J.M.C.S. era el administrador y socio único de cuatro empresas diferentes que fue fundando desde el año 2006 hasta la actualidad, las cuales comparten el mismo domicilio social en la localidad de Brieva, y la actividad en la calle Teodosio El Grande de Segovia. Todas ellas se dedican a la explotación de toda clase de establecimientos y negocios de hostelería, restauración y alimentación. Según argumenta la Fiscalía, el acusado pretendía defraudar a la Tesorería General de la Seguridad Social eludiendo el pago de las cuotas correspondientes a los trabajadores que empleaba. El acusado, según el ministerio público, creaba una nueva sociedad cuando no le era posible el pago de los tributos o deudas a la Seguridad Social, con el objetivo de que la sociedad que acumulaba el endeudamiento quedara inactiva y el Estado no pudiera cobrar sus deudas.

En la vista oral, el acusado justificó la sucesiva creación de empresas en la «mala fama» que con el tiempo habían adquirido sus sociedades. «Cuando uno tiene mala fama no te queda otra solución que empezar de cero. Aquí no hay ninguna estafa», expuso el empresario, quien a día de hoy continúa sin realizar los pagos a la Seguridad Social. «A mí no me llega, he perdido todo. Lo único que me queda es el entusiasmo por hacer florecer el negocio», subrayó en una de sus respuestas a la fiscal.

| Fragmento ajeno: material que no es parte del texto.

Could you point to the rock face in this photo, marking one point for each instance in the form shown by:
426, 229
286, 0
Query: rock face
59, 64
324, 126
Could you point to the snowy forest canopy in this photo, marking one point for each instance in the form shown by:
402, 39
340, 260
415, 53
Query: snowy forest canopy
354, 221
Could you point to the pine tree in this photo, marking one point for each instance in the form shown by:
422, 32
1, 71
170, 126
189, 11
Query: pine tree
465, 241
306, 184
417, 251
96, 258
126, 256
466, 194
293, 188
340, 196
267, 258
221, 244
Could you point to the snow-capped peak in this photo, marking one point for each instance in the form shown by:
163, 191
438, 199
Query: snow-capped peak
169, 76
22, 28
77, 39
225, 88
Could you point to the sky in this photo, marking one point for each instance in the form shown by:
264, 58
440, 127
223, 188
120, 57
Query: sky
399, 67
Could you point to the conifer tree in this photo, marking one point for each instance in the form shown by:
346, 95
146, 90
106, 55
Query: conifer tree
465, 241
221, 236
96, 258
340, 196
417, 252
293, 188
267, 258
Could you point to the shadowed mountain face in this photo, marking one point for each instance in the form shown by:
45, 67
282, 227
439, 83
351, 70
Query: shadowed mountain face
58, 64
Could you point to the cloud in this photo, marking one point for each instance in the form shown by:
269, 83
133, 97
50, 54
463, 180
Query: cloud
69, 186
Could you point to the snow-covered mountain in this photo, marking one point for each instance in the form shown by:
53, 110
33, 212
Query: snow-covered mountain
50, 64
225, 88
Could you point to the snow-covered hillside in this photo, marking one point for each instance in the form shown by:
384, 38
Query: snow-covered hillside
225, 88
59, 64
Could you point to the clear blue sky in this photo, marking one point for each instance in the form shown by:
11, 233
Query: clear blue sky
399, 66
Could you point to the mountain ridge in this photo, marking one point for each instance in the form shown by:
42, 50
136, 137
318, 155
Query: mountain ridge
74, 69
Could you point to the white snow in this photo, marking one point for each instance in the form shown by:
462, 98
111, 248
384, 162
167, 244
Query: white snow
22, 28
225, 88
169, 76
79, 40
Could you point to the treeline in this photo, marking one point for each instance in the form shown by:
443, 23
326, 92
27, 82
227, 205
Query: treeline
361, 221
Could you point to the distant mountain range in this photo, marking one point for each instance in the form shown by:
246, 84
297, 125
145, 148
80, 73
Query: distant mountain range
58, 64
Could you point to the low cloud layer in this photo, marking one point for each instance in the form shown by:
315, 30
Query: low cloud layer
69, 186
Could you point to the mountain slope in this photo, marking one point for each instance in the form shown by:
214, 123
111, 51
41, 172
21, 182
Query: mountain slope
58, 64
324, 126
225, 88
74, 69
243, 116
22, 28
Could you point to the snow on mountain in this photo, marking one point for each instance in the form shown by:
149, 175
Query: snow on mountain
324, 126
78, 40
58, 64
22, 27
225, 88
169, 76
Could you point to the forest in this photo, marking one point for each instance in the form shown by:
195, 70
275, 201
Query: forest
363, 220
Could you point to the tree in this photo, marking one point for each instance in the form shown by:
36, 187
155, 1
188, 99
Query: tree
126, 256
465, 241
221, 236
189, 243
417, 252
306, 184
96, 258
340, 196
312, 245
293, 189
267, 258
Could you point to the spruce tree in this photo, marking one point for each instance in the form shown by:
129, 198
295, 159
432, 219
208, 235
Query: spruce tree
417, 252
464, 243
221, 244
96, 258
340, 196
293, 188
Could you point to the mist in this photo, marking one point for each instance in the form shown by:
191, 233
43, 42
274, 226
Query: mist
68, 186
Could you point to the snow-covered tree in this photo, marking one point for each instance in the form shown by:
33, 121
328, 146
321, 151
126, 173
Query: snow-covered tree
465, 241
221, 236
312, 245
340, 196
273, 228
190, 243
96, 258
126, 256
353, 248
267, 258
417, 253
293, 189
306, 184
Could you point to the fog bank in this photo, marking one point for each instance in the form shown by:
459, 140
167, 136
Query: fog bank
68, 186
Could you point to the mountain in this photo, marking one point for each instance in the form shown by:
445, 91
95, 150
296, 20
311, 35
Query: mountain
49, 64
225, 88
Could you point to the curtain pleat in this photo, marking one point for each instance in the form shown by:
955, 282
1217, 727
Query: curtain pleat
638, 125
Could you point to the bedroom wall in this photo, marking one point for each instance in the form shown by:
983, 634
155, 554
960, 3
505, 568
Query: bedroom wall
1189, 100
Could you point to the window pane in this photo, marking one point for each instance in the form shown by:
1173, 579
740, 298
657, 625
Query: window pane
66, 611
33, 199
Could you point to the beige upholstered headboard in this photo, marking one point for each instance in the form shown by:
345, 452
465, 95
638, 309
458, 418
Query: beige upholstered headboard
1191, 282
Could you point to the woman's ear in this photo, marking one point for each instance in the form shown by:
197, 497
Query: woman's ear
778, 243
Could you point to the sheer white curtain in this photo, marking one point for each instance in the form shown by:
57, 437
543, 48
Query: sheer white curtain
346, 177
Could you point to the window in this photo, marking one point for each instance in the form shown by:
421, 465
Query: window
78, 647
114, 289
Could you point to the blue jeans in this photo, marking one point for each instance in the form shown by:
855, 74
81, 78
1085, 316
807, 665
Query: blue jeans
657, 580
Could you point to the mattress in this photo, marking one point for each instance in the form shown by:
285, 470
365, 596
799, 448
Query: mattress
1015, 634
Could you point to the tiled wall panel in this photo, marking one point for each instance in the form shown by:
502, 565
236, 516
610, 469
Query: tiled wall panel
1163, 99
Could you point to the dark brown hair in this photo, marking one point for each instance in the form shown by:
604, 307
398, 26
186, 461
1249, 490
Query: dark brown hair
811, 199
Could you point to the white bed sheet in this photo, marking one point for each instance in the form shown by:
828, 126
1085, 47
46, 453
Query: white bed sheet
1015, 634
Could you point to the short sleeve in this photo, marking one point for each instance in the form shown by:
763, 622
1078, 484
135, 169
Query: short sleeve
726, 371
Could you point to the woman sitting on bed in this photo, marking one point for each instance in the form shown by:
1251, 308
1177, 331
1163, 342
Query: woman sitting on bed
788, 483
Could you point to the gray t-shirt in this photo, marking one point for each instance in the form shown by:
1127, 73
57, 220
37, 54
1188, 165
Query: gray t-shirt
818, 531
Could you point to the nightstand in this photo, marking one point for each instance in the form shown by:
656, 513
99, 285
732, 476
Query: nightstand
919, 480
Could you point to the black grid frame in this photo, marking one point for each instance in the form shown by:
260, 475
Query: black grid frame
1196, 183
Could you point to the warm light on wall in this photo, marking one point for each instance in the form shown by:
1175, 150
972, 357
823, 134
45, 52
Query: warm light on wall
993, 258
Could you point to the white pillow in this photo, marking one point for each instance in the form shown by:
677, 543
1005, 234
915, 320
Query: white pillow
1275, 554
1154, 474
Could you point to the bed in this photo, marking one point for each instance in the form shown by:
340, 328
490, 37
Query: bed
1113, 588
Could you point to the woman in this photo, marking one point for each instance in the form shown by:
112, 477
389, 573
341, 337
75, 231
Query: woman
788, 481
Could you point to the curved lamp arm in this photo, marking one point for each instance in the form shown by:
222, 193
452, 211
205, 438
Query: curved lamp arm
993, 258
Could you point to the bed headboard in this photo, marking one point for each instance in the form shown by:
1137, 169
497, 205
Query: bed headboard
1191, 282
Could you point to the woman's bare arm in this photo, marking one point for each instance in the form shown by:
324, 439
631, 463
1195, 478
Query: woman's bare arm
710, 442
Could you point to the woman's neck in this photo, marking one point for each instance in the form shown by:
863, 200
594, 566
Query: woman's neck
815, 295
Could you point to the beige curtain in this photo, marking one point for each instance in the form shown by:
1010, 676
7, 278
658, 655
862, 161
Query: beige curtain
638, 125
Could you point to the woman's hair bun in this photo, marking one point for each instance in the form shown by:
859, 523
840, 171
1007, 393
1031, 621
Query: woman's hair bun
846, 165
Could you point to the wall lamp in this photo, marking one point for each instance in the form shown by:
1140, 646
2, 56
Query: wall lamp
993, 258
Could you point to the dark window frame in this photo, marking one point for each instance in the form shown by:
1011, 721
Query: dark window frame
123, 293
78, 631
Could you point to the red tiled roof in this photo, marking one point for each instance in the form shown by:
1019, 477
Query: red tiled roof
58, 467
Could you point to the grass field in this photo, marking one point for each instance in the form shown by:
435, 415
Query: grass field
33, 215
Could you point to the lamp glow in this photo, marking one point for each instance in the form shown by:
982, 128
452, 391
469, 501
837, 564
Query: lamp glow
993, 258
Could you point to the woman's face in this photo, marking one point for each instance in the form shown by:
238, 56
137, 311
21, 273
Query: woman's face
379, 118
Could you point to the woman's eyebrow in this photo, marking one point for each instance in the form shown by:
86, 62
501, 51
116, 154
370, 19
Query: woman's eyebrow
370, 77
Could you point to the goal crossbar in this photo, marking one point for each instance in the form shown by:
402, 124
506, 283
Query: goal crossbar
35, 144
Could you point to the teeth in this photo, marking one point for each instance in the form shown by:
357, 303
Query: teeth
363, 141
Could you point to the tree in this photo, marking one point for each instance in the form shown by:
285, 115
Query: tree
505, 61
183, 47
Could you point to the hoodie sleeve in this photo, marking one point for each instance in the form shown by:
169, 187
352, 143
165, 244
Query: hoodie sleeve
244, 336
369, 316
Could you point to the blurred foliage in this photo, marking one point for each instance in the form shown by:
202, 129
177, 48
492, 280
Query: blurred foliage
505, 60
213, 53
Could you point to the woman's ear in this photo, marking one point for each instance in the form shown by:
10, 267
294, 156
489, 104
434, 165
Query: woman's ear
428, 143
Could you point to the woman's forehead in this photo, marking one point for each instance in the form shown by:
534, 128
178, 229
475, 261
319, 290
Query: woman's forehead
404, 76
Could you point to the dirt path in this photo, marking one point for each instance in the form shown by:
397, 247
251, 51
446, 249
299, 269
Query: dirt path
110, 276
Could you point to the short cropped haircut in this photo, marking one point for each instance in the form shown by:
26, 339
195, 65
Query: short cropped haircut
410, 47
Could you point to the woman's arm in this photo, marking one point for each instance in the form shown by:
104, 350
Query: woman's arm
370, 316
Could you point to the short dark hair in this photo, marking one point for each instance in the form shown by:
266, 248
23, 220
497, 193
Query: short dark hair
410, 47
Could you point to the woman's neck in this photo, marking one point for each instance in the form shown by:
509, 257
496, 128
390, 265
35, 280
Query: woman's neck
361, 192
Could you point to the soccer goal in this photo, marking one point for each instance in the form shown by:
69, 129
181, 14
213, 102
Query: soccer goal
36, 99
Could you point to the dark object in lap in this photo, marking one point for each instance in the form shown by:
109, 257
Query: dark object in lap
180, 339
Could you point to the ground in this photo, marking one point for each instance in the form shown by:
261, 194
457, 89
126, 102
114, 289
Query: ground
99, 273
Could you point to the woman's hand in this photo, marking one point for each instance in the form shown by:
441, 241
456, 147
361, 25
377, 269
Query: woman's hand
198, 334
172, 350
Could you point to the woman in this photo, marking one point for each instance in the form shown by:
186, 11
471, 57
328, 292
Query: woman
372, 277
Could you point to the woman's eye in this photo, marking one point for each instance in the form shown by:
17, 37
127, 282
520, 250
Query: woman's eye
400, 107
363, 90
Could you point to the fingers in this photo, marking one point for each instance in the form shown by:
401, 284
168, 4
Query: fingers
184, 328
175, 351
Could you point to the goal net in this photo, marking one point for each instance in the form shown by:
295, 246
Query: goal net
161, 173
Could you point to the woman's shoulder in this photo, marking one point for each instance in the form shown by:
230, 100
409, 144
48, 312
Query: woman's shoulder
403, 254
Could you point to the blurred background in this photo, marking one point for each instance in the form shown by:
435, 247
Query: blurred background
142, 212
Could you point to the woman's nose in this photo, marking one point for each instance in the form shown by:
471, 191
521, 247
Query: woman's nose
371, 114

La estrategia de la defensa se basó en demostrar que el acusado no tiene intención alguna de defraudar a la Seguridad Social. «Doy de alta a todos mis trabajadores y comunico a mi gestoría regularmente todos los formularios. La Seguridad Social está al corriente de los trabajadores que tengo», explicó a preguntas de su abogado el empresario, quien desmintió que durante una inspección de Trabajo se negará a identificar a uno de los trabajadores de su negocio, tal y como planteó el informe de la Inspección. «Lo mío ha sido un acoso y derribo, ni que yo fuera un terrorista. Puedo estar bien tranquilo porque todos los trabajadores están correctamente», indicó.

Según el ministerio fiscal, durante el juicio en el que intervinieron un testigo y tres peritos quedó demostrado el carácter defraudatorio de los impagos. «No han sido algo puntual. Tampoco hay en ningún momento voluntad de intentar pagar las cuotas o de conseguir un aplazamiento o fraccionamiento de la deuda. Está clara la voluntad de no pagar», argumentó la fiscal, quien también defendió que existe un delito de insolvencia punible, con la destrucción u ocultación de activos, con el objetivo de «frustrar las legítimas expectativas por parte del acreedor de cobrar sus derechos económicos».

La defensa afirmó que los hechos no son constitutivos de delito, sino de una sanción administrativa. «En este país, la prisión por deudas no existe. Defraudar significa engañar. El acusado no ha engañado a nadie, solamente no ha podido pagar», subrayó. También rechazó un delito de insolvencia punible, argumentando que ni el empresario ni ninguna de las empresas creadas tenía bienes, circunstancia necesaria para que exista tal delito.